If one of those high-performing key employees leave, it devastates team morale. That puts a dent in productivity. The redistribution of work, as well as disruptions from bringing in a new employee, can also damage productivity.

4. Frivolous Code

Your employees can also do things that look harmless on the surface but generate negative outcomes in the long-term. Let’s say you employ a talented programmer that’s been stuck writing tedious code for a month. The programmer decides that they want to do something more interesting.

So, they take it upon themselves to show off a bit. They write a bunch of frivolous code that doesn’t service the functionality of the software. Instead, it just makes some little piece of the software do something unnecessary or just look “cool.”

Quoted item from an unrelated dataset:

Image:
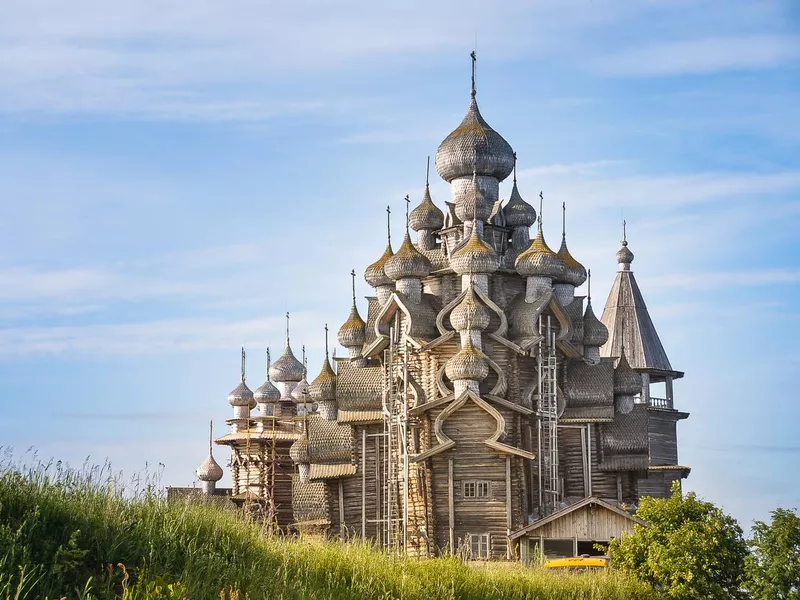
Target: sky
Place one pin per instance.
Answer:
(175, 176)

The time they spend on that code is time they didn’t spend working on the larger project needs. This means the whole project takes longer.

Executing that frivolous code makes the software run a tiny bit slower. Sure, no one will notice the lag from one or two bits of frivolous code. If you get frivolous code throughout the software, though, it can create noticeable lag.

5. Exterior Risks

You face a number of exterior risks that you can exert only limited control over. For example, you can face major regulatory changes such as the GDRP protections in Europe. Privacy regulations such as HIIPA can also change depending on the priorities in Congress and HHS during any given year.

If you didn’t design the software with those regulations in mind, it can mean a major overhaul.

Whether it’s for data storage or software hosting, most businesses rely on a few major vendors for cloud computing services. That means your software must work within the parameters set out by those companies. Changes in those parameters can throw a wrench in the works.

Any cloud-based software must also work across multiple browsers and operating systems. If you’re worried about your software’s cloud readiness, you can read more here.

Parting Thoughts on Risks to Digital Software

Digital software developers must contend with a number of serious risks between launching a software project and completing it.